El español Dani Pedrosa (Honda RC 213 V) no ceja en su empeño de meterle presión a Jorge Lorenzo (Yamaha YZR M 1), quien parece haber tomado muy en serio lo de calcular a la décima de punto sus posibilidades hasta el final de la temporada y por lo visto en Sepang parece no estar equivocado.

Lorenzo aprovechó su oportunidad de salir líder para tirar con fuerza e intentar escapar, pero Pedrosa estuvo muy atento y eficaz y esperó el momento idóneo para sumar su tercera victoria consecutiva y la sexta en lo que va de temporada.

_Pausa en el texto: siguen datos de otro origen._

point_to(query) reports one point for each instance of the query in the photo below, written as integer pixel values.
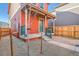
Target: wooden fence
(4, 31)
(67, 31)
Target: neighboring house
(67, 20)
(67, 14)
(29, 18)
(4, 25)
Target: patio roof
(40, 11)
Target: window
(42, 5)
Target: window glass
(42, 5)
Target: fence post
(11, 43)
(41, 44)
(0, 33)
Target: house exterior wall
(66, 18)
(13, 7)
(22, 16)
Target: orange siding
(46, 7)
(34, 24)
(22, 18)
(46, 23)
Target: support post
(11, 43)
(0, 33)
(41, 49)
(29, 12)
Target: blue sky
(4, 10)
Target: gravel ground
(20, 48)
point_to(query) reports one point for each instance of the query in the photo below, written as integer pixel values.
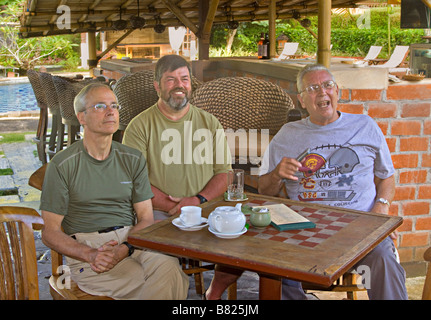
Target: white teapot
(227, 219)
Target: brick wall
(403, 112)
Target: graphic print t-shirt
(343, 159)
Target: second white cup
(191, 215)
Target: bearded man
(185, 147)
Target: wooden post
(204, 40)
(92, 54)
(324, 33)
(271, 23)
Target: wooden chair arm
(36, 179)
(27, 215)
(427, 255)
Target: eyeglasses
(101, 107)
(327, 85)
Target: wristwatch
(131, 248)
(202, 199)
(383, 200)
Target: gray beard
(176, 106)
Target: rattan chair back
(66, 90)
(39, 93)
(136, 93)
(244, 103)
(50, 92)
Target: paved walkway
(22, 159)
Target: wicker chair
(244, 103)
(136, 93)
(66, 90)
(18, 265)
(42, 128)
(57, 129)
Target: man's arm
(144, 215)
(100, 260)
(385, 188)
(214, 188)
(271, 183)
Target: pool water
(17, 97)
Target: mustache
(178, 90)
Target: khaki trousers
(145, 275)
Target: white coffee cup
(191, 215)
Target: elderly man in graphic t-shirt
(348, 165)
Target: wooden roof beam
(212, 10)
(178, 13)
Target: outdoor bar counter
(402, 111)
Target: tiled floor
(17, 97)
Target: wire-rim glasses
(314, 88)
(101, 107)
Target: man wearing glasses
(93, 193)
(348, 164)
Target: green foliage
(13, 137)
(346, 38)
(26, 53)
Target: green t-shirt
(94, 195)
(182, 155)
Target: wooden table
(320, 256)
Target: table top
(319, 255)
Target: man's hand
(107, 256)
(182, 202)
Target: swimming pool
(17, 97)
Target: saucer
(228, 235)
(244, 197)
(179, 224)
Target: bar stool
(42, 127)
(66, 90)
(57, 129)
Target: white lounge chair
(397, 57)
(373, 52)
(289, 49)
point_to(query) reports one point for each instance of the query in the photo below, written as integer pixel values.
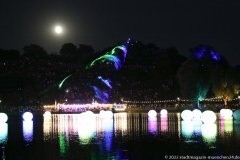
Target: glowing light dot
(208, 117)
(47, 114)
(27, 116)
(197, 114)
(187, 115)
(226, 113)
(236, 114)
(3, 117)
(163, 113)
(152, 113)
(58, 29)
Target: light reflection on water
(72, 128)
(28, 131)
(3, 133)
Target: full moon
(58, 30)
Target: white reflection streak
(152, 125)
(28, 131)
(3, 133)
(47, 127)
(120, 123)
(187, 129)
(86, 128)
(209, 132)
(226, 125)
(164, 124)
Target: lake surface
(125, 136)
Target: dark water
(126, 136)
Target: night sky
(101, 23)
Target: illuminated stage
(78, 108)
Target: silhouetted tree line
(149, 73)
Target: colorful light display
(164, 124)
(152, 113)
(3, 117)
(236, 114)
(3, 133)
(47, 114)
(208, 117)
(197, 114)
(152, 124)
(226, 113)
(27, 116)
(28, 130)
(209, 132)
(163, 113)
(187, 115)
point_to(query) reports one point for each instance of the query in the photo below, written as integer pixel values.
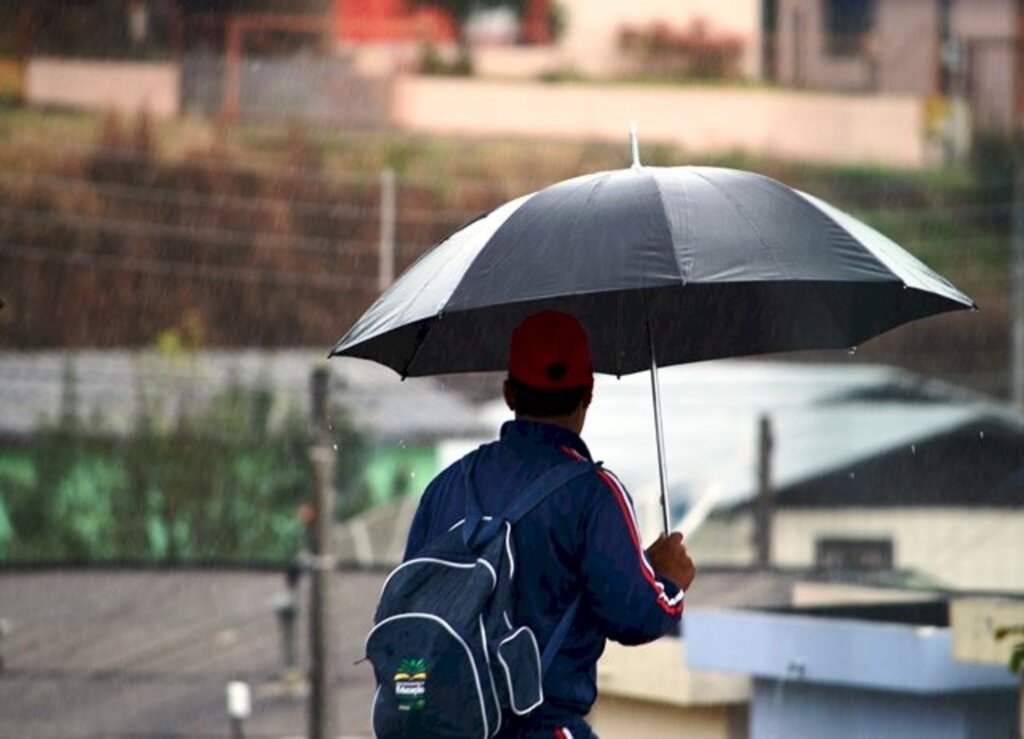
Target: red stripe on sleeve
(624, 508)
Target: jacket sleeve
(629, 602)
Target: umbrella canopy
(669, 264)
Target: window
(853, 554)
(846, 24)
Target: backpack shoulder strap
(525, 502)
(558, 636)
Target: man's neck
(572, 422)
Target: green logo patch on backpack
(411, 685)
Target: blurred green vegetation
(221, 483)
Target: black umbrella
(662, 266)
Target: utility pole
(322, 455)
(1017, 287)
(765, 503)
(385, 271)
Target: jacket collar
(534, 432)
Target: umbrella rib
(747, 219)
(683, 277)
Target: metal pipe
(658, 434)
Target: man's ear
(509, 397)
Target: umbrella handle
(658, 434)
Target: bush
(660, 51)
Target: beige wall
(647, 691)
(123, 86)
(590, 42)
(614, 718)
(971, 549)
(887, 130)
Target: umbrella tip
(634, 144)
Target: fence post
(765, 503)
(385, 272)
(1017, 288)
(322, 457)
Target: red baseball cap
(549, 351)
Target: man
(582, 538)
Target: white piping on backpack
(491, 675)
(461, 565)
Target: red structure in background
(381, 20)
(378, 20)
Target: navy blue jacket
(583, 538)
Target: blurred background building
(198, 198)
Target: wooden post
(765, 503)
(322, 457)
(231, 104)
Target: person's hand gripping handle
(669, 558)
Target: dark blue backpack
(448, 658)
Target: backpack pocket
(428, 678)
(519, 658)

Y acertó Lorenzo en no arriesgar cuando se vio superado por Pedrosa por varios motivos, el primero de ellos porque quizás se equivocaron al poner un neumático trasero más blando que su rival, que pudo apretar cuando resultó necesario y el segundo, por el fuerte susto que se llevó cuando por detrás se acercaba el australiano Casey Stoner, ya que si la carrera dura una vuelta más habría concluido tercero.

Evidentemente ahí intervino el factor suerte pero Jorge Lorenzo dio muestras, en cuanto se vio superado por Dani Pedrosa de que era necesario volver a "sacar" la calculadora y minimizar al máximo el efecto pernicioso de cualquier error, tal y como reconoció al bajar de la moto cuando afirmó que era mejor ese resultado que un cero.

A Jorge Lorenzo le quedan por delante dos grandes premios en los que tendrá que intentar frenar el vendaval de un Dani Pedrosa que está protagonizando su mejor temporada en el Mundial de MotoGP, pues lleva ya seis victorias, algo que nunca hasta la fecha había logrado, como tampoco encadenar tres triunfos consecutivos.

Australia y Valencia van a ser dos carreras "a vida o muerte", obviamente en el aspecto estrictamente deportivo, lo que ya no le hará falta al alemán Sandro Cortese (KTM), quien en Sepang quiso dejar claro que aunque no es el piloto que más victorias ha conseguido en la presente temporada, también sabe ganar y en esta ocasión lo hizo con maestría y autoridad.

Cortese supo aguantar los envites de sus rivales de turno, su propio compatriota Jonas Folger, de la escudería Mapfre de Jorge Martínez "Aspar", y la sorprendente actuación del malayo Zulfahmi Khairuddin, quien quiso, sin éxito, ser profeta en su tierra.

Folger fue el primer líder y Khairuddin se lo puso difícil pero, en tanto, Cortese aguantó paciente hasta el final de la carrera para asestar el golpe definitivo a sus rivales, que quizás no le hubiese salido tan bien de no ser por el error del malayo en la última curva, que le dejó la mejor vía de salida para ganar y proclamarse campeón.

En esta carrera debió estar el español Maverick Viñales, pero sus desavenencias con el equipo protagonizaron el "escándalo" del fin de semana al decidir unilateralmente incumplir su contrato y regresar a España sin subirse a la moto.

Una rabieta de niño malcriado, consentido o mal asesorado que no ha sido bien vista por prácticamente nadie, incluida la organización del campeonato, que ya le avisó de que o dispone de la carta de libertad de su actual equipo o que se olvide de competir el año que viene en el Mundial.

Marc Márquez tuvo en la mano el título mundial y lo dejo escapar cuando se fue al suelo en su particular duelo con el italiano Andrea Iannone.

A Márquez le servía casi cualquier resultado que fuese acabar por delante de Pol Espargaró y así rodaba cuando se fue al suelo. El título mundial tendrá que esperar hasta el próximo fin de semana, cuando se dispute el Gran Premio de Australia en el circuito de Phillip Island.